Ein Abend mit zwei Klavieren, Mulgrew Miller, Kenny Barron, Benny Green, Eric Reed - Live in Wien, Frankreich
Jazz in Vienne 2012
Besetzung
Mulgrew Miller — Klavier
Kenny Barron — Klavier
Benny Grün — Klavier
Eric Reed — Klavier
Patrick Savey — Komponist
Programmhinweise
Im Jahr 2012 war das Jazz à Vienne Festival, ein berühmter französischer Veranstaltungsort, der auf einem antiken Amphitheater erbaut wurde, Gastgeber eines seltenen musikalischen Treffens. Vier angesehene Pianisten versammelten sich zu einer achthändigen Aufführung, die begeisterte, erfreute und das Publikum nach mehr verlangen ließ. Geboren in den 40er, 50er, 60er und 70er Jahren repräsentieren diese Musiker einen Abschnitt der Entwicklung des Jazz und haben alle glänzende Karrieren vorzuweisen.

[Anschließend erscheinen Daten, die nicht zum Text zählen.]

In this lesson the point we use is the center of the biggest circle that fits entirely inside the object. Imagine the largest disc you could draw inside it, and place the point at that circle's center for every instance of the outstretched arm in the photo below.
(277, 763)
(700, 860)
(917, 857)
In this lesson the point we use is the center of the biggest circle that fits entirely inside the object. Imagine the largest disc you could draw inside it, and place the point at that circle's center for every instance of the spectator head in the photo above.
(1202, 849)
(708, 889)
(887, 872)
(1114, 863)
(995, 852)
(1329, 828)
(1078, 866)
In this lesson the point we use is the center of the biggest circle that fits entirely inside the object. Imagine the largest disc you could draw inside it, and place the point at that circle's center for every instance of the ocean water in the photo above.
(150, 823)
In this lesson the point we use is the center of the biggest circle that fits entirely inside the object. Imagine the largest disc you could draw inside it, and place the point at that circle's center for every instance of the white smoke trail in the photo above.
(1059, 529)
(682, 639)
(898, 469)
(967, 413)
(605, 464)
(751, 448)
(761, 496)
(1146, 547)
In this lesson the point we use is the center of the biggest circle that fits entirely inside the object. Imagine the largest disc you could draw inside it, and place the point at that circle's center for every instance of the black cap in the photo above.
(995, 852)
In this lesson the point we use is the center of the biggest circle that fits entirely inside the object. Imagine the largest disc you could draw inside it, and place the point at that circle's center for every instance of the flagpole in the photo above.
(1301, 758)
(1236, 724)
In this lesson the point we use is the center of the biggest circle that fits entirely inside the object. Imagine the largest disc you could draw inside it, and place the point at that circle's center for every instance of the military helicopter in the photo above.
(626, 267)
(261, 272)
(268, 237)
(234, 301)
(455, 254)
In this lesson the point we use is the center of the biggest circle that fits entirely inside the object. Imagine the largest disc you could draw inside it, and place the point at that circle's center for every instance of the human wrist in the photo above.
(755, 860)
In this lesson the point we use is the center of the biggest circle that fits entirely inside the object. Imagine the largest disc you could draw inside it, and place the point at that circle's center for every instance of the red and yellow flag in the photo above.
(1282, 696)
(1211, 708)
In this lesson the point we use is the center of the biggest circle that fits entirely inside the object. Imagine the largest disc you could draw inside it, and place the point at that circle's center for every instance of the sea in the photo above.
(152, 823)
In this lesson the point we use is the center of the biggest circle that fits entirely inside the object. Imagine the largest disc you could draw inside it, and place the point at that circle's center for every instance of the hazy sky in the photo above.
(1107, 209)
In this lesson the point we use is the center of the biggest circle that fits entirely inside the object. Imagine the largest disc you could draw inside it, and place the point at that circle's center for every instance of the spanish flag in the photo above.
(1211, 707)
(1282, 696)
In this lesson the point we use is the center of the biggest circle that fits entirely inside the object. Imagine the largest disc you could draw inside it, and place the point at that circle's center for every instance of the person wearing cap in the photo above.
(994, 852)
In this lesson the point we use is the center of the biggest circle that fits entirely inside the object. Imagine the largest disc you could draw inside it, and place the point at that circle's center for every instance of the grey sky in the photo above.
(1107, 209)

Kenny Barron ist ein Veteran, der das Ende des Swing-Jazz miterlebte und an der Seite von Dizzy Gillespie und Stan Getz spielte; Mulgrew Miller war ein Bebopper, der später mit dem Duke Ellington Orchestra und Art Blakeys Jazz Messengers spielte; Benny Green entwickelte seinen Stil nach Bud Powell und spielte mit Ray Brown, Art Blakey und Freddie Hubbard; Eric Reed ist ein Jazzmusiker und Filmkomponist, der eine Karriere an der Seite von Wynton Marsalis und Christian McBride aufgebaut hat.
Gemeinsam geben diese vier eine Klaviermeisterklasse, und wen könnte man besser um Rat fragen als den großen Thelonious Monk? Keiner der Jazzgrößen hat das Instrument mehr unterwandert, gedehnt und dekonstruiert als Monk, und seine Kompositionen werden hier in Solo-, Duo- und Ensembleformaten aufgeführt. Das Konzert ist auch besonders, da es eine der letzten Gelegenheiten ist, Mulgrew öffentlich spielen zu sehen. Er starb im folgenden Jahr und hinterließ ein Erbe als wahrer Musiker unter Musikern, der bis zum Ende für den Jazz lebte und atmete.